Friday, March 31, 2023

Looking for reasons for hope

To people with minds that allow them to see, it's clear by now that our democracy, civil liberties, secularism and secular law, tolerant pluralism and respect for inconvenient truth are now all under a sustained deadly attack. The top two motivating destructive forces are rigid CN and BKC dogmas. Both are bitterly inimical to democracy and the rest of it. 

CN = theocratic Christian nationalism
BKC = brass knuckles (unregulated) capitalism

In the face of this decades-long onslaught, it can be hard to see reasons for hope. An opinion piece by Amanda Ripley that the WaPo published discusses this problem. Ripley asks the question, if raising reasons for hope is not a journalist's job, whose job is it? A broader question is whether hope is important or not. It turns out that having hope is important.
Last summer, I wrote a piece in this newspaper admitting that I have been selectively avoiding contact with the news, even though I’m a journalist myself. Traditional news coverage, I had slowly come to realize, was missing half the story, distorting my view of reality. It frequently overlooked and underplayed storylines and dimensions that humans need to thrive in the modern world — with the three most notable elements being hope, agency and dignity.

That column sparked an unexpected response. I heard from thousands of readers caught in the same struggle — wanting to be informed about the world but not bludgeoned into fatalism. Many of you reported that you had taken matters into your own hands. One man, after listening to devastating stories on the radio, does his own Google searches to find examples of people trying to solve the very same problems. Then he shares the links he has found with his friends and family on Facebook, basically doing a job reporters don’t want to do.

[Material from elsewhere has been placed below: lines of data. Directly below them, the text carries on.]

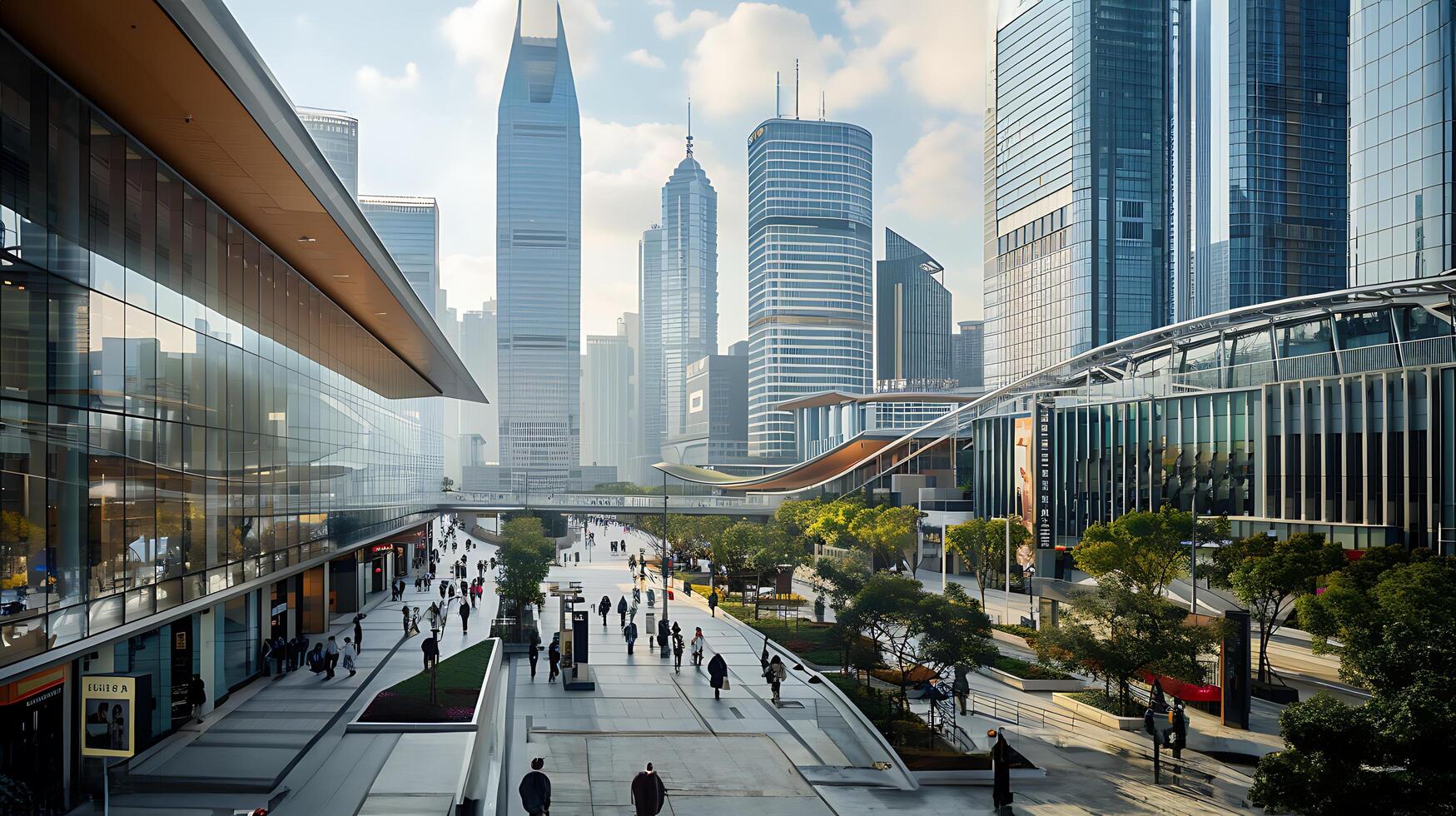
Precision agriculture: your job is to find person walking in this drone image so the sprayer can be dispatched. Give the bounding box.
[519,756,550,816]
[692,627,706,666]
[632,762,667,816]
[708,653,729,699]
[764,654,789,705]
[323,635,340,680]
[186,674,206,723]
[622,621,636,654]
[340,639,360,678]
[951,666,971,715]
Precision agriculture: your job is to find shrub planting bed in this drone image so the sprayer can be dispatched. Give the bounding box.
[360,639,495,723]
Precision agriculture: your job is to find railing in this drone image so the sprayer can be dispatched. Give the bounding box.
[967,691,1077,730]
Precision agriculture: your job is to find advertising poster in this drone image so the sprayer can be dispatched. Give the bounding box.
[82,674,137,756]
[1012,417,1036,567]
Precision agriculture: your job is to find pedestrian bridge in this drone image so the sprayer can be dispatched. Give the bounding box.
[440,491,785,516]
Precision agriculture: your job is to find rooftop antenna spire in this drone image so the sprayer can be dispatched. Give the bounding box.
[793,57,799,120]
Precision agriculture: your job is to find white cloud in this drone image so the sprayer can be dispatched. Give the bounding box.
[624,48,667,70]
[838,0,996,114]
[653,6,723,39]
[888,121,981,221]
[354,62,420,93]
[440,0,612,99]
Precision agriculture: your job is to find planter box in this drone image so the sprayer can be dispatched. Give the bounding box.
[1051,694,1143,732]
[976,666,1086,692]
[991,629,1036,651]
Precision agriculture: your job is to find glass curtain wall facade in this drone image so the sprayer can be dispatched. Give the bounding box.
[748,120,873,459]
[986,0,1170,385]
[875,229,955,391]
[661,146,718,437]
[1174,0,1349,321]
[495,6,581,488]
[360,196,440,315]
[1349,0,1456,286]
[296,108,360,198]
[638,225,667,474]
[0,38,438,672]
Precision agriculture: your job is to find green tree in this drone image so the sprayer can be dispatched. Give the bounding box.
[495,516,556,637]
[1036,575,1223,715]
[1250,548,1456,816]
[1071,505,1229,596]
[1204,534,1345,684]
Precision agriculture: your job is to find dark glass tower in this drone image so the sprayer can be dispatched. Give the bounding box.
[495,4,581,488]
[986,0,1172,386]
[875,229,955,391]
[1172,0,1349,321]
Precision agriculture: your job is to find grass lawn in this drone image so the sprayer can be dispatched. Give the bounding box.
[995,654,1071,680]
[360,639,495,723]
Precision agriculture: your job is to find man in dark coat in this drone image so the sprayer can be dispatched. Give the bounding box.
[708,654,728,699]
[519,756,550,816]
[632,762,667,816]
[991,729,1012,814]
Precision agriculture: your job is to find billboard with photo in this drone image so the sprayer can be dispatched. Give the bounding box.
[82,674,137,756]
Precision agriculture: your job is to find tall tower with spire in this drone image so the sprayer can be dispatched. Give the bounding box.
[658,99,718,449]
[495,0,581,490]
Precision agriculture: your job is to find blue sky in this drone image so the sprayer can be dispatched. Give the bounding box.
[229,0,990,347]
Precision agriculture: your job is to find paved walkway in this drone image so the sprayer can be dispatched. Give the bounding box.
[507,526,871,816]
[77,515,496,816]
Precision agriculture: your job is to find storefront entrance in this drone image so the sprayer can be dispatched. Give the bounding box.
[0,666,70,816]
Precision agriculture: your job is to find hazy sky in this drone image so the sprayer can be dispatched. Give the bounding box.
[229,0,990,348]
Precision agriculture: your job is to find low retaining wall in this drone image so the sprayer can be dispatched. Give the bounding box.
[1051,694,1143,732]
[346,639,507,816]
[976,666,1086,692]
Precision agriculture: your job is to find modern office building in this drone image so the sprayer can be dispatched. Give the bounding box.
[986,0,1170,385]
[875,229,955,391]
[460,301,501,465]
[636,225,667,464]
[1172,0,1351,321]
[951,321,986,389]
[748,118,873,458]
[0,2,484,814]
[495,4,581,487]
[661,128,718,435]
[296,108,360,198]
[1339,0,1456,286]
[358,196,440,315]
[663,341,748,465]
[581,326,636,468]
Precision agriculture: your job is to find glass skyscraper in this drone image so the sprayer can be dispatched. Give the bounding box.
[875,229,955,391]
[1172,0,1349,321]
[986,0,1170,385]
[296,108,360,198]
[1349,0,1456,286]
[495,6,581,488]
[635,225,667,475]
[661,134,718,437]
[748,118,873,459]
[360,196,440,315]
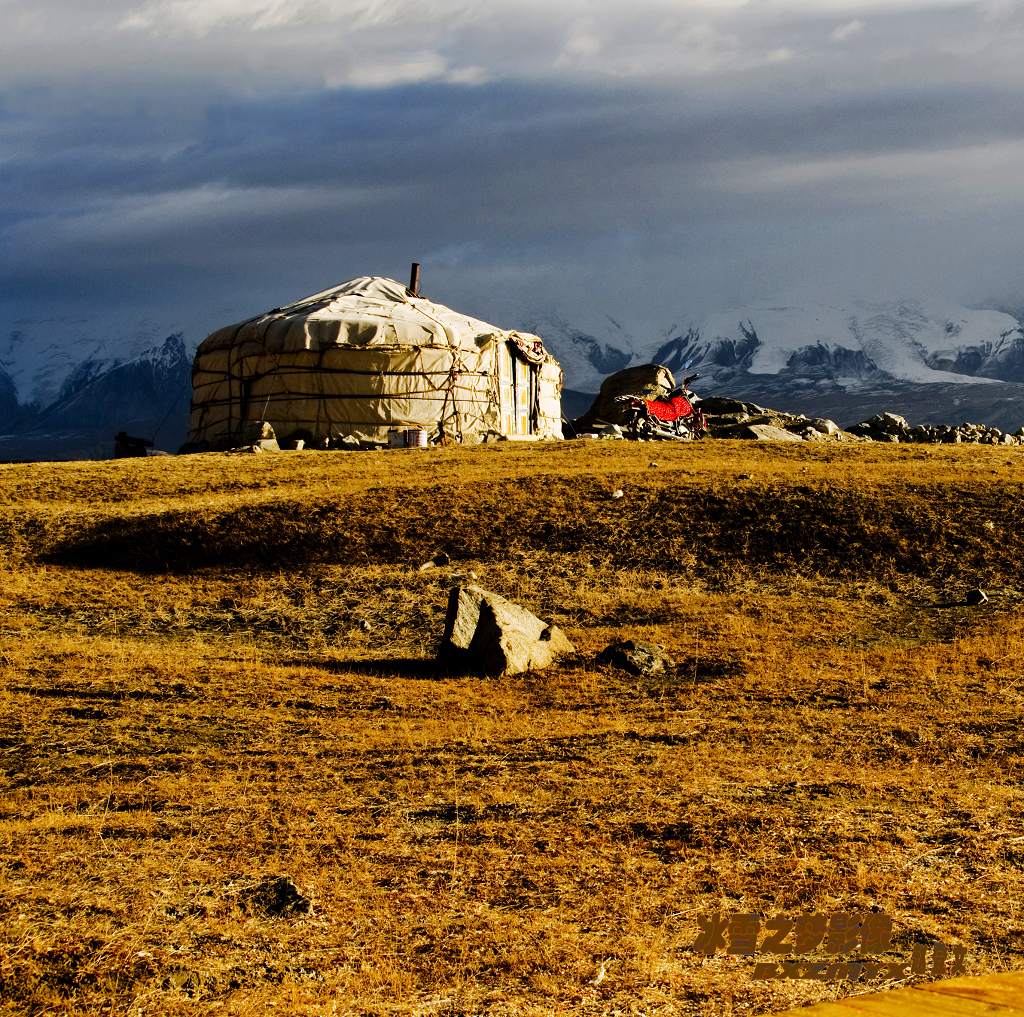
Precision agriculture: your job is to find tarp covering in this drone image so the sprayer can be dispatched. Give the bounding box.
[188,277,562,448]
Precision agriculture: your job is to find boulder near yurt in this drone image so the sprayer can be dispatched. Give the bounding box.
[186,277,562,451]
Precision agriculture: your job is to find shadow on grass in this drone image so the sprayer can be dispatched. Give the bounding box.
[292,656,460,681]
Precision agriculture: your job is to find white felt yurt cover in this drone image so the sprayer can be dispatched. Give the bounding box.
[188,276,562,448]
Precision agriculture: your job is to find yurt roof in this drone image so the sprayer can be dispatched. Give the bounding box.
[199,276,549,361]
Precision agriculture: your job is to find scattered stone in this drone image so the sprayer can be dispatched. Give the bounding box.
[597,639,675,678]
[735,424,804,441]
[239,420,281,452]
[239,876,312,918]
[437,586,575,675]
[417,551,452,573]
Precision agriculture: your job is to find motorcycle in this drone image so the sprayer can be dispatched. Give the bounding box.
[615,374,708,441]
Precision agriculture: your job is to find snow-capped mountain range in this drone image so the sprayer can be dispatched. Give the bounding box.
[526,300,1024,429]
[0,319,193,459]
[0,300,1024,459]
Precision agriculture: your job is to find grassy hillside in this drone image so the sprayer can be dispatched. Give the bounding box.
[0,441,1024,1015]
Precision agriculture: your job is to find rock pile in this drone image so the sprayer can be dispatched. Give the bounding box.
[700,396,1024,444]
[699,396,858,441]
[437,586,575,675]
[850,413,1024,444]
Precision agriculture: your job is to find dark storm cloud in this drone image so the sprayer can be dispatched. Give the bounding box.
[6,0,1024,329]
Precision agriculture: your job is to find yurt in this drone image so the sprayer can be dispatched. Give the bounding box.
[186,265,562,450]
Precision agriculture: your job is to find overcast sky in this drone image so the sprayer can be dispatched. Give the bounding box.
[0,0,1024,338]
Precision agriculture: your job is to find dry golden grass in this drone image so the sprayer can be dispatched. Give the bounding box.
[0,441,1024,1015]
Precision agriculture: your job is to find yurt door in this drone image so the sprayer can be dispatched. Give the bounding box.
[512,356,534,434]
[499,343,516,434]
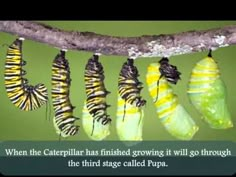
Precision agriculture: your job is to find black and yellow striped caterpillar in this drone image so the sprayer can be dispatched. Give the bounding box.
[188,50,233,129]
[82,54,111,140]
[146,58,198,140]
[52,50,79,137]
[4,38,48,111]
[116,58,146,141]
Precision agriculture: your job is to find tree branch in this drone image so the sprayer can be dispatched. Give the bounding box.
[0,21,236,57]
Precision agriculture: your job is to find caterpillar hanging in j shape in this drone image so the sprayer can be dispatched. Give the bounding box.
[146,58,199,140]
[116,58,146,145]
[187,50,233,129]
[82,54,111,141]
[4,38,48,111]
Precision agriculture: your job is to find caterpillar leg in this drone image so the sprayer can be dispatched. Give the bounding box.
[82,102,110,141]
[116,96,144,145]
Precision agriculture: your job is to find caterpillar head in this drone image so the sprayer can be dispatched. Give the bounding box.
[159,58,181,84]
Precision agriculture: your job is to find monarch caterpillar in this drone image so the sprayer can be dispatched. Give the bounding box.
[52,50,79,137]
[82,54,111,140]
[187,50,233,129]
[4,38,48,111]
[116,58,146,141]
[146,58,198,140]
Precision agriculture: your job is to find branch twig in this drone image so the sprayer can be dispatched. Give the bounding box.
[0,21,236,57]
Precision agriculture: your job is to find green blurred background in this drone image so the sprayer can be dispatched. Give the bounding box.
[0,21,236,141]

Others urged me to check out alternative sources they had found, including the Progress Network newsletter, which curates stories of human cooperation and ingenuity, and the 1440 daily briefing, which attempts to strip bias from the news. Still others said they have sought refuge in sports, hyperlocal news, Wordle and, for one reader, medieval history.

For more than 30 years, scientists have been researching hope and deconstructing its building blocks. And it’s surprisingly tangible. “It’s important to say what hope is not,” Rebecca Solnit wrote in her book “Hope in the Dark.” “It is not the belief that everything was, is, or will be fine.”

So what is it? Hope is more like a muscle than an emotion. It’s a cognitive skill, one that helps people reject the status quo and visualize a better way. If it were an equation, it would look something like: hope = goals + road map + willpower. “Hope is the belief that your future can be brighter and better than your past and that you actually have a role to play in making it better,” according to Casey Gwinn and Chan Hellman in their book, “Hope Rising.”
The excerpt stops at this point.